In terms of B2B, revenue was down by 29.4% year-on-year to €11.9m, with GiG putting this down to the loss of the customer in the final quarter of 2018. GiG said this should be treated as an isolated one-off-effect when comparing the year-on-year revenue performance from the previous year.

B2B media services revenue slipped from €8.4m to €8.0m, primarily because the comparable period last year benefitted from the latter stages of the 2018 Fifa World Cup. Platform services revenue fell 47.1% to €3.6m as a result of the lost customer, while sports betting revenue was level at €200,000.

GiG was able to soften the impact of lower revenue by cutting back on spending in the quarter, with total operating expenses down from €25.9m to €20.8m.

Marketing expenses were down 33.0% to €7.1m, which GiG said was supported by seasonal, lower marketing levels, as well as a change in channels to reduce above the line marketing and use more efficient channels.

Other operating expenses were cut by 10.5% to €13.7m as a result of both cost control and operational efficiency taken in the previous year, together with a reduction in the number of employees from 734 in Q3 of 2018 to 656 this year.

However, cutting back on spending was not enough to stop GiG posting a net loss for the quarter of €8.4m, compared to a loss of €2.6m last year.
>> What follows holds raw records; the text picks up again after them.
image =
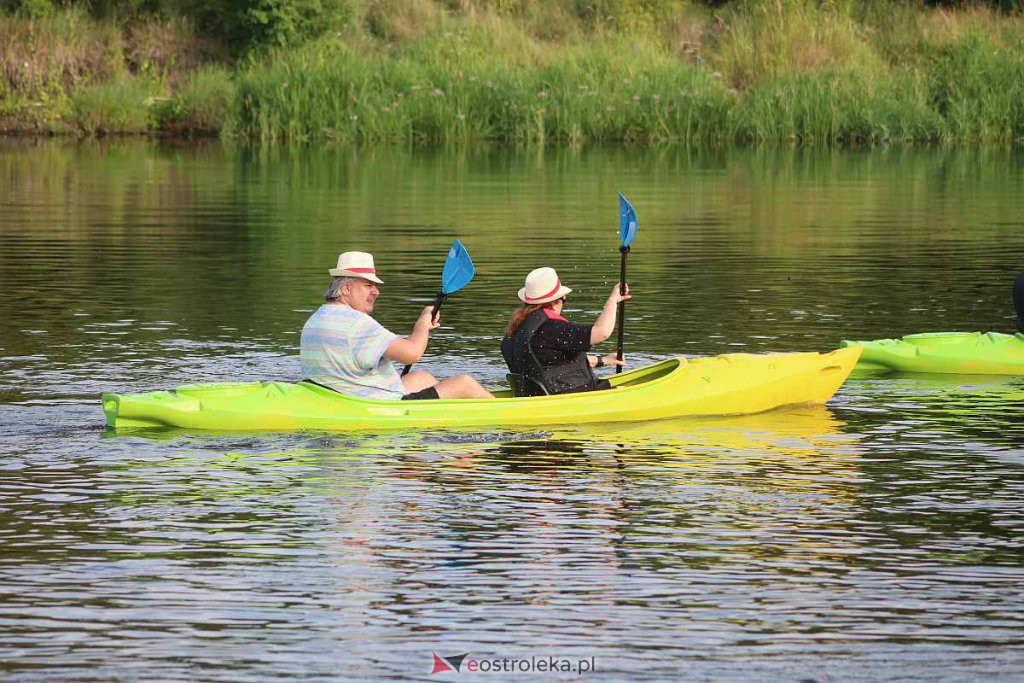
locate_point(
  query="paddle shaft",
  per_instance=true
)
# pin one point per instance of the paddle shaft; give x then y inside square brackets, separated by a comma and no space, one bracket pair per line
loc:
[433,316]
[622,307]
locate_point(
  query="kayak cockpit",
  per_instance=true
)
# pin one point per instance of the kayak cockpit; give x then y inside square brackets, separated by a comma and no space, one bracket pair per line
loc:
[627,379]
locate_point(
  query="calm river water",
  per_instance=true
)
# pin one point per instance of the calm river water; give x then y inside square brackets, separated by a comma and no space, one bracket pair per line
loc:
[881,537]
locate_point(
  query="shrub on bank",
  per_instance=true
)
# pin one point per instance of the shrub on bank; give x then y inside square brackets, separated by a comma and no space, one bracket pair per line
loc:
[615,91]
[202,107]
[124,104]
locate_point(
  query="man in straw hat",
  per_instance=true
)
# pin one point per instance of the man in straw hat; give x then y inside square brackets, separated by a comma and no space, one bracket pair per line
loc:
[544,346]
[343,348]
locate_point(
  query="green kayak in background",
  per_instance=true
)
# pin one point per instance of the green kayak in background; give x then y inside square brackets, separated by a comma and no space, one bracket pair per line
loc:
[942,352]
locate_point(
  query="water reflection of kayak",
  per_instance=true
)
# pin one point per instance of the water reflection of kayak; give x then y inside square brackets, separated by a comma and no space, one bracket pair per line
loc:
[942,352]
[731,384]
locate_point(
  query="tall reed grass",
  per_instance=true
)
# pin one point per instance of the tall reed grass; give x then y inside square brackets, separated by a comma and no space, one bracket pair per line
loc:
[652,72]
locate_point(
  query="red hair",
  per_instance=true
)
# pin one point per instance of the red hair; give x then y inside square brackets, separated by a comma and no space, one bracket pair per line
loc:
[520,314]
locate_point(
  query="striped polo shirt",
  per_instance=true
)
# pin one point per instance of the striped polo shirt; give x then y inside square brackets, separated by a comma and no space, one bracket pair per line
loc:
[343,348]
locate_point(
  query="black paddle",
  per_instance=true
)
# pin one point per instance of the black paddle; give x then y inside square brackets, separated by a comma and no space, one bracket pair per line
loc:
[628,225]
[457,273]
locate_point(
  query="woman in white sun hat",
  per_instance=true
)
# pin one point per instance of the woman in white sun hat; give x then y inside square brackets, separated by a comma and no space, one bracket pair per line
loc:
[343,348]
[545,347]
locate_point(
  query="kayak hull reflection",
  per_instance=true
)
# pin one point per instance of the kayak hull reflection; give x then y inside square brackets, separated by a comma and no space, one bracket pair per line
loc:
[731,384]
[942,352]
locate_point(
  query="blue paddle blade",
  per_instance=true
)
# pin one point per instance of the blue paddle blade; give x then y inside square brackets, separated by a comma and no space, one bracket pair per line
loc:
[628,222]
[458,269]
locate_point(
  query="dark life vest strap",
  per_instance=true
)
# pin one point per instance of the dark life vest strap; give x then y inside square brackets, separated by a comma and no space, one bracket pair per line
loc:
[572,376]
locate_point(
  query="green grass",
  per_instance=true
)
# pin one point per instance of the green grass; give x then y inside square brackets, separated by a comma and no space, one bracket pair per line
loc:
[122,105]
[645,72]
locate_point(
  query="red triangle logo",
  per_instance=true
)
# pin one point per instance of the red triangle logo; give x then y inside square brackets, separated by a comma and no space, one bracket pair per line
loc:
[440,665]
Gross profit was also down 24.0% year-on-year to €23.6m, while earnings before interest and tax fell from a positive of €100,000 to a loss of €6.7m.
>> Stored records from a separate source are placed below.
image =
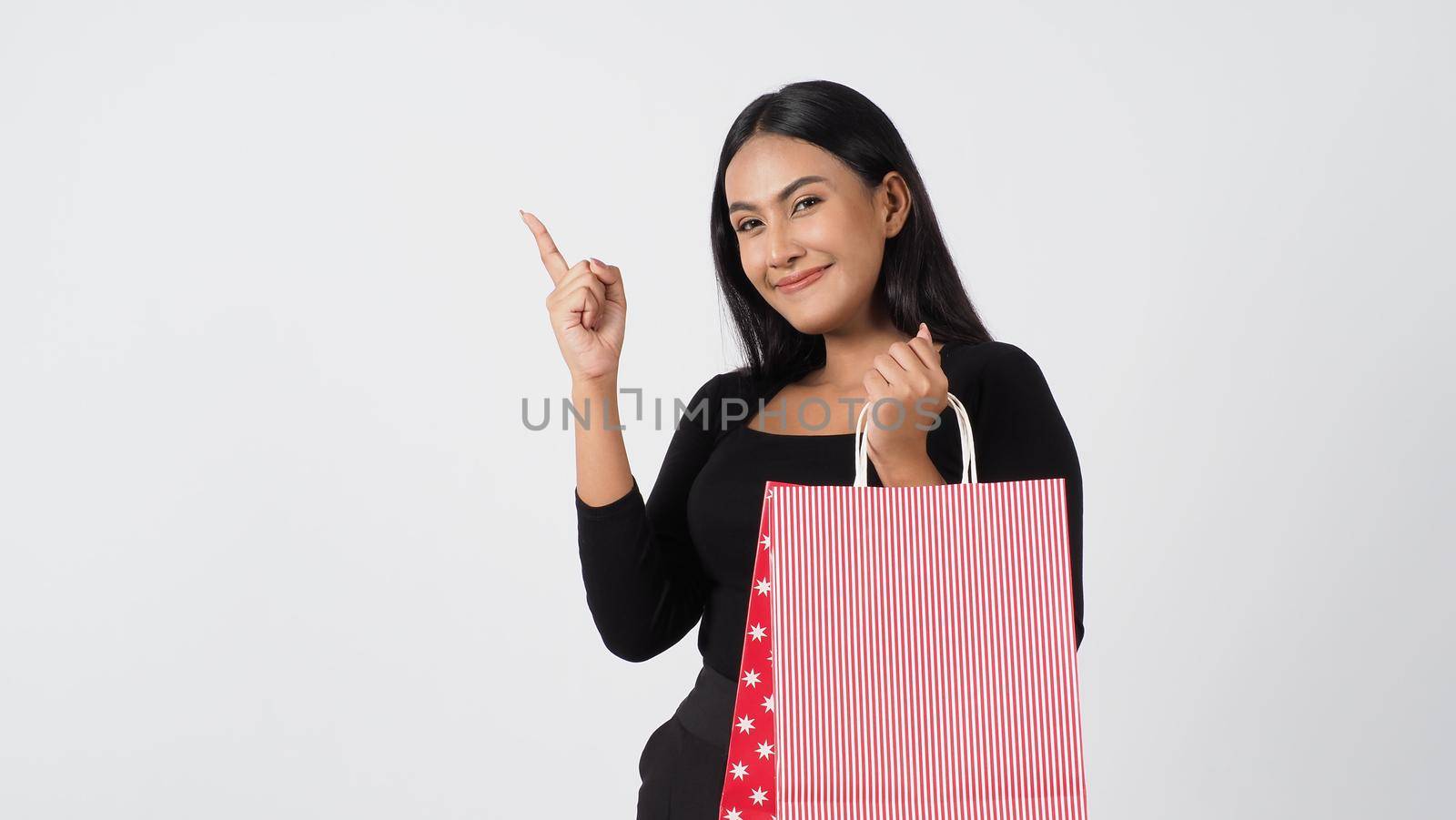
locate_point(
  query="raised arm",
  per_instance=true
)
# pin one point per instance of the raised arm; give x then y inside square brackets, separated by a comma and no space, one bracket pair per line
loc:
[1019,436]
[645,586]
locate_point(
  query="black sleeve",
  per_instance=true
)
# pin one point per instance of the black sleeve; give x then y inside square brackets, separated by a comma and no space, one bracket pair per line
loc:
[645,586]
[1019,436]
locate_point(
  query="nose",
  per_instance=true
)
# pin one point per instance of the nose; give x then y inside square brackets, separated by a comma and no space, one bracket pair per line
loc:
[783,249]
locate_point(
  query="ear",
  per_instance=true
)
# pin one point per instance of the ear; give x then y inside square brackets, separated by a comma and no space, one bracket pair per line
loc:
[895,203]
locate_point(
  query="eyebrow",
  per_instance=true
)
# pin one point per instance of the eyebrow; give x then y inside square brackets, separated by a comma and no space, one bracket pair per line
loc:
[783,196]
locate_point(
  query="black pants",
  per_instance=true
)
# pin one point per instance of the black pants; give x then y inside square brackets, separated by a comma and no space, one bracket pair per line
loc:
[686,759]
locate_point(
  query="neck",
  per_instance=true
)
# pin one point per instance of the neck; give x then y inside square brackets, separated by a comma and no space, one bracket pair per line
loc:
[851,349]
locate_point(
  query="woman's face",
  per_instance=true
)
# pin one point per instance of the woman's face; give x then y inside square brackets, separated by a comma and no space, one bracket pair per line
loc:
[830,220]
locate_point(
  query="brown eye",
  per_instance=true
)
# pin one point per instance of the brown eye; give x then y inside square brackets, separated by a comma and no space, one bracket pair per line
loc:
[743,226]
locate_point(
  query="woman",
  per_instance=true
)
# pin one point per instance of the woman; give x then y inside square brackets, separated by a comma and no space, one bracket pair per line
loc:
[842,290]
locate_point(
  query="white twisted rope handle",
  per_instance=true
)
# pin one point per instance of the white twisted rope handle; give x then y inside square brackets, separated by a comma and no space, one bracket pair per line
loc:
[967,443]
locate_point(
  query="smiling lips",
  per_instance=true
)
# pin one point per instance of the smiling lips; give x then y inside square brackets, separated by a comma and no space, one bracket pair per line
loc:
[801,280]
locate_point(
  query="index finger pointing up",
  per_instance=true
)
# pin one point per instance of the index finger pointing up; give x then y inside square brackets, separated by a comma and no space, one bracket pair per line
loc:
[551,257]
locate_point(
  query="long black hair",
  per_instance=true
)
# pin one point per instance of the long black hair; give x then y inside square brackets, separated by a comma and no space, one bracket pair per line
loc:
[917,280]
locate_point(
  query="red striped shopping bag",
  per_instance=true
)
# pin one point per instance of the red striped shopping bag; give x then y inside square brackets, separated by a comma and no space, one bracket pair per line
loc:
[909,654]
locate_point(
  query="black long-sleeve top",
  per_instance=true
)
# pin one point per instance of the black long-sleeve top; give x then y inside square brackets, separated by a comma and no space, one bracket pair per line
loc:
[652,570]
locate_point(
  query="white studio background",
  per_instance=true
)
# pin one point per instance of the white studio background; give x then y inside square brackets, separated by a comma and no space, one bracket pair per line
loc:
[277,543]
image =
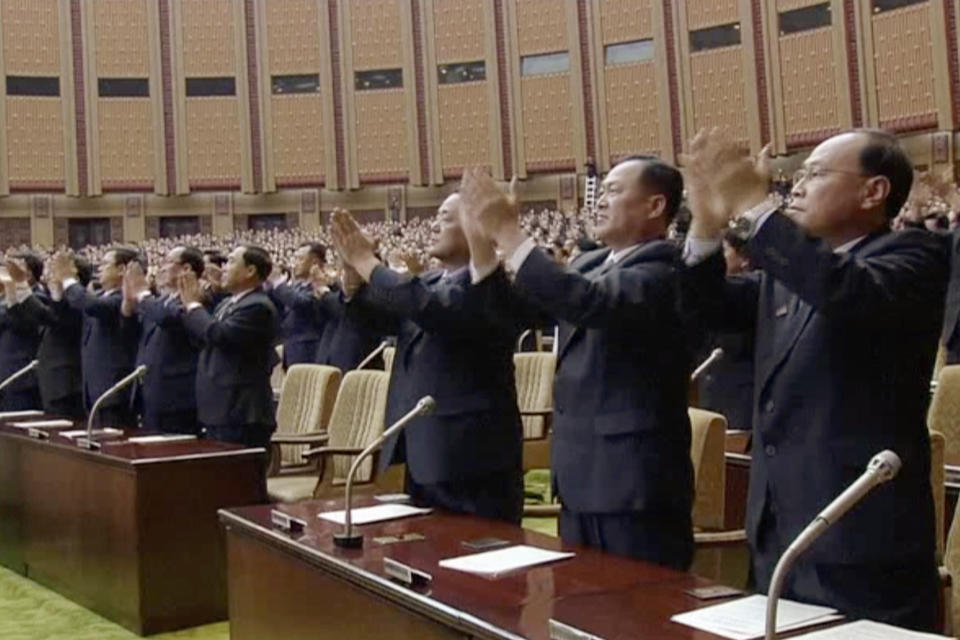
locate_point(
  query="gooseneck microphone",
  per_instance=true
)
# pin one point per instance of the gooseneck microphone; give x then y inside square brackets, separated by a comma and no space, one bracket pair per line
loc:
[348,538]
[88,442]
[712,359]
[19,374]
[881,468]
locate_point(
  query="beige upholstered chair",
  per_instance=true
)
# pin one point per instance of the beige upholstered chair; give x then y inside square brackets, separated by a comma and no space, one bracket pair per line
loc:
[357,419]
[944,414]
[534,377]
[707,451]
[306,402]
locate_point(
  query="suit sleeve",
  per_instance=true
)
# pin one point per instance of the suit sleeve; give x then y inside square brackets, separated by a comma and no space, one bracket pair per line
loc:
[627,295]
[885,288]
[456,309]
[248,323]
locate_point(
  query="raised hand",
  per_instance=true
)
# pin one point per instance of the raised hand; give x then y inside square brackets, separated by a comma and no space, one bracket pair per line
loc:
[354,247]
[189,287]
[721,181]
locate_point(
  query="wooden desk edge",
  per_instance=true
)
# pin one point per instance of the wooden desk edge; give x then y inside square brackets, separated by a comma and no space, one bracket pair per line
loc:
[374,583]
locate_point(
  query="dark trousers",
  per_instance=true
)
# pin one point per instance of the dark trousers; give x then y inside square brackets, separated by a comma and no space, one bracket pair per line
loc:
[250,435]
[184,421]
[497,495]
[903,591]
[661,538]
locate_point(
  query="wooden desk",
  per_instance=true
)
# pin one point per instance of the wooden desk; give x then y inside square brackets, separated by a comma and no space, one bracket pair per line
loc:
[129,532]
[297,587]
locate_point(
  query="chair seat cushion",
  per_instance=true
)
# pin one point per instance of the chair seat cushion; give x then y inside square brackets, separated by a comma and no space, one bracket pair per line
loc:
[291,488]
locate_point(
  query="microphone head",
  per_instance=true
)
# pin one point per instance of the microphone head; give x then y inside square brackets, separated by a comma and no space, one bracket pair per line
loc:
[426,405]
[885,465]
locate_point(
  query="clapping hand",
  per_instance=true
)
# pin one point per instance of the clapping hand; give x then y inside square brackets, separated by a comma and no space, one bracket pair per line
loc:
[354,247]
[189,287]
[721,181]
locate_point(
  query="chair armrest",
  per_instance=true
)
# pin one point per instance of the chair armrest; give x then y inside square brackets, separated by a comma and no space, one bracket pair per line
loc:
[332,451]
[720,538]
[314,437]
[541,510]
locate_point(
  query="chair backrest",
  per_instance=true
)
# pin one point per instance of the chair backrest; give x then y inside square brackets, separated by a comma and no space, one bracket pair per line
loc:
[944,413]
[534,374]
[707,451]
[358,418]
[306,402]
[938,485]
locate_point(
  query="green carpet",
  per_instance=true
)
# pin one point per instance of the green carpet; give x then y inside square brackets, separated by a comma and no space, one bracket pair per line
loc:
[31,612]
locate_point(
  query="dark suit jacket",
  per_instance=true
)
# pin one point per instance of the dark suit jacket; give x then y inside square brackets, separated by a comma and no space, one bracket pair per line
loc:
[447,349]
[347,338]
[302,325]
[845,345]
[621,435]
[170,384]
[950,336]
[19,340]
[235,363]
[61,328]
[109,344]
Earnings before interest, tax, depreciation and amortisation (EBITDA) were also down by 46.0% to €2.7m.

In terms of GiG’s year-to-date performance, revenue for the nine months to the end of September amounted to €93.6m, down 16.0% on €111.5m at the same point last year.

Gross profit for the nine-month period was also down 20.0% to €73.9m, while EBITDA slipped 16.0% to €9.3m. Net loss for the three quarters amounted to €17.4m, compared to €6.2m in the previous year.
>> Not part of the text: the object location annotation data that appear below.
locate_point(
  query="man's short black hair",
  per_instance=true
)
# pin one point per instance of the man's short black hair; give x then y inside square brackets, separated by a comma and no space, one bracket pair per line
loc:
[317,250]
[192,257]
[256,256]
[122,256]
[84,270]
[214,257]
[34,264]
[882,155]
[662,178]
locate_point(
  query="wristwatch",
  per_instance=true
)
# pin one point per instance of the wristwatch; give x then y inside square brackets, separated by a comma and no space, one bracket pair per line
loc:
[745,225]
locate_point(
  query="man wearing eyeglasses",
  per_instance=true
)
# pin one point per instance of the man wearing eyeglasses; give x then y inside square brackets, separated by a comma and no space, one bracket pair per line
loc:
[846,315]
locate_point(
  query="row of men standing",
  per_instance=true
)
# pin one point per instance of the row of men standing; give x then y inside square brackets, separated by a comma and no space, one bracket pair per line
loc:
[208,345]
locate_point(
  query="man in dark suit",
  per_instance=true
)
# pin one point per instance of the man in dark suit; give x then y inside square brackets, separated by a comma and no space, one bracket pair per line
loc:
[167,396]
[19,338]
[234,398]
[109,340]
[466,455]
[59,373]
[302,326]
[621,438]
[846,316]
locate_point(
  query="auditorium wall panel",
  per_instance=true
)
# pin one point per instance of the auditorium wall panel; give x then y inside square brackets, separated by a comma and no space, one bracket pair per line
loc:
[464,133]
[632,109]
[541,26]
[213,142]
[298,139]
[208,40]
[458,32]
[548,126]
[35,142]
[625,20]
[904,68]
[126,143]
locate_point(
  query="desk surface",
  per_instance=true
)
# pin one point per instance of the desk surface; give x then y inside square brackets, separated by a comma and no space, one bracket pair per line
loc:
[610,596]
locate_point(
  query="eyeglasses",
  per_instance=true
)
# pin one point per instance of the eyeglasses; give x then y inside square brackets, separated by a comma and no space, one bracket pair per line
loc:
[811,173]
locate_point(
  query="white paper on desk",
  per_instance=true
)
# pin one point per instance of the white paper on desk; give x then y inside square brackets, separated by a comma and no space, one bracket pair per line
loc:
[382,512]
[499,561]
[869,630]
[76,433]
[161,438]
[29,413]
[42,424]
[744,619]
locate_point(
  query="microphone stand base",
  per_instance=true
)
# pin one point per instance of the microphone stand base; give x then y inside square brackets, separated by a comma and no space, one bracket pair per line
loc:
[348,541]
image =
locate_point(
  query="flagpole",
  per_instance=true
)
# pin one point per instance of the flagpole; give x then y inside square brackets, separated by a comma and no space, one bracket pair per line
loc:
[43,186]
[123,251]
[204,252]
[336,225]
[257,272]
However, despite posting wider losses for both Q3 and the first three quarters of the year, chairman Petter Nylander was upbeat about future prospects at GiG.

“I am confident that we are making the necessary strategic adjustments to ensure the full potential of Gaming Innovation Group and shareholder value creation,” Nylander said.

“With increased regulation and taxation putting pressure on margins, it is time to adapt to the new reality in order to steer out of the epicentre. Because it is important to remember that a storm will end, and with the exciting trends in Germany, Latin America, New Zealand and other jurisdictions which are looking to regulate in the upcoming years, we believe this will present growth and business opportunities for Gaming Innovation Group.

“Short term it might seem a bit cloudy, however the global potential in our industry is still substantial, and GiG is well positioned for the future.”

Meanwhile, GiG has confirmed the appointment of Richard Brown as its new, permanent chief executive. Brown took on the role on an interim basis in September after Robin Reed opted to step down, just weeks after GiG reported a net loss of €9.0m for the first half of 2019.

Brown joined GiG in February 2016 as managing director of its GiG Media arm, going on to serve as chief digital officer before moving to his most recent role as chief operating in November of last year.

Prior to his time with GiG, Brown served in various senior roles with Highlight Media Group and also had spells with THG Sports and Web Guide Partner.

Speaking about the appointment, Brown said: “While industry headwinds may have dampened progress in 2019, I am extremely excited about the future potential of the group and this new phase of the company’s life cycle. My focus will be on delivery, execution and optimisation, putting us on a path for great focus and renewed growth.”

Nylander added: “The gambling industry is experiencing a challenging period of structural change. However, it is still backed by fundamental strong underlying growth and we need to plan and position ourselves to be most relevant to our partners and end users in order to benefit and accelerate our sustainable growth.

“Richard has a strong track record of operational excellence and will be focusing on making the company more efficient by creating a clear and directional strategy, reducing costs and driving execution.”